Hrbek and Brunansky were 21 when they joined the Twins. Gaetti and Viola were 22 and Puckett was 24 — although until his death, it was believed he was 23.

“They had a little more experience before they got called up,” Rantz said.

New post for Maturi

Former Gophers athletic director Joel Maturi is keeping busy teaching classes at the university, and he has started hearing cases in his position as a member of the NCAA Committee on Infractions, a position he took last year. He attended his first hearing last week.

“It is a very significant committee,” Maturi said. “It handles all of the violations of Division I institutions, especially what we used to call major violations but are now called Level I and Level II violations. We as a group, or panel now, either have a conference call or meet in person to determine the sanctions.”

Maturi is not allowed to mention the schools that are involved in the panel’s hearings. He was asked how long after he hears a case will a ruling be made.
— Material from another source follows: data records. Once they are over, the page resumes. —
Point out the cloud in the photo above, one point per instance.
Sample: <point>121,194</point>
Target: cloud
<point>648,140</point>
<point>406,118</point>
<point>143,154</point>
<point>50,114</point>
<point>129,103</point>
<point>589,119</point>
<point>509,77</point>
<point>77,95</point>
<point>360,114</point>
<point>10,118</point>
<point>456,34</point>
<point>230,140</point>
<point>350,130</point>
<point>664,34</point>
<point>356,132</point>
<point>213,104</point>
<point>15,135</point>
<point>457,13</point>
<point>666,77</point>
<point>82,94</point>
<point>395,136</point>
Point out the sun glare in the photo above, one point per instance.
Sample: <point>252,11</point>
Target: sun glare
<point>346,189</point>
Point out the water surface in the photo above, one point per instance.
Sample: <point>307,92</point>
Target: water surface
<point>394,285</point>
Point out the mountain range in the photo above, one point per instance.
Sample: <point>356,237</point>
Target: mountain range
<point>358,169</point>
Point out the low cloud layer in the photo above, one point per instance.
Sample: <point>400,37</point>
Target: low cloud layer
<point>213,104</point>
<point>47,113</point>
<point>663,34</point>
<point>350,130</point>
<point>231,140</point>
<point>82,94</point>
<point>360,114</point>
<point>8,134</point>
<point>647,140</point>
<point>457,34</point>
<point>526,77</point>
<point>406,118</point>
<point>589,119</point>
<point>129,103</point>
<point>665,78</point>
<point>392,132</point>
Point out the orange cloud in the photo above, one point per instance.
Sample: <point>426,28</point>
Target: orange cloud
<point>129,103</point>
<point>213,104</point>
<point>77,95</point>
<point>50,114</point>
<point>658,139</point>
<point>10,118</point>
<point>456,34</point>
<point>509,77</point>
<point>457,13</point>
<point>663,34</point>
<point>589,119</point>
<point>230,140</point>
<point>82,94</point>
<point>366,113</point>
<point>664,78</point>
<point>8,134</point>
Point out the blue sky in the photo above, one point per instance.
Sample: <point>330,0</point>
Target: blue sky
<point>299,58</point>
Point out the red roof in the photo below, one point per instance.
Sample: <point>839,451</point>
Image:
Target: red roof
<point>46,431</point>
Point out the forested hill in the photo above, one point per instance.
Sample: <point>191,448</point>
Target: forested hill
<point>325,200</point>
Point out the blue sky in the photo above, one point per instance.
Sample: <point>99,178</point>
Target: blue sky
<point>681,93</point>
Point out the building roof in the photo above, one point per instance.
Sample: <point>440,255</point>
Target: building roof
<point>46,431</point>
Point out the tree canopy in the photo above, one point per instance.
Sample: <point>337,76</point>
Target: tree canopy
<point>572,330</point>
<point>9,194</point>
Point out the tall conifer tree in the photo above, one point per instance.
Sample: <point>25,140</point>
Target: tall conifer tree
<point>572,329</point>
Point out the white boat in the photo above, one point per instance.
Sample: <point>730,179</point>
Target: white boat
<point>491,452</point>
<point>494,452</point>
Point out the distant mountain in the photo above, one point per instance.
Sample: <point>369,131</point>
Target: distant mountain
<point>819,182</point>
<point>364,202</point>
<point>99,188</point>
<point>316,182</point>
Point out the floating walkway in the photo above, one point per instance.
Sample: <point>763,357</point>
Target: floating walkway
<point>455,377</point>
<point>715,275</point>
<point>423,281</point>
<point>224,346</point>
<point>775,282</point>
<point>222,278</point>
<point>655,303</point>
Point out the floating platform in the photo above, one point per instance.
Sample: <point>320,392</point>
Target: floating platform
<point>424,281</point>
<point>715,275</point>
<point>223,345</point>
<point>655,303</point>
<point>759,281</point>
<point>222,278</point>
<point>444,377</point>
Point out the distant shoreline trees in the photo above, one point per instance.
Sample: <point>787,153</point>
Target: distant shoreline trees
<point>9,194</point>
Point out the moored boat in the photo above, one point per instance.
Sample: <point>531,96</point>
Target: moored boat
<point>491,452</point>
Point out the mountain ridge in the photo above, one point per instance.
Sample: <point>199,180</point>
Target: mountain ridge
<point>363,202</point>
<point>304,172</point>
“Sometimes it’s a couple of days, sometimes it’s a few hours, dependent upon the information we’ve received, our agreement with what the institution believes and what the enforcement staff believes, and the conclusions that we come to,” Maturi said. “We try to be fair, we try to be consistent, and we look at what the committee on infractions has done previously with cases that were similar and we try to look at the involvement of the institution and how open and honest they have been. All of those factors contribute to the eventual sanctions.”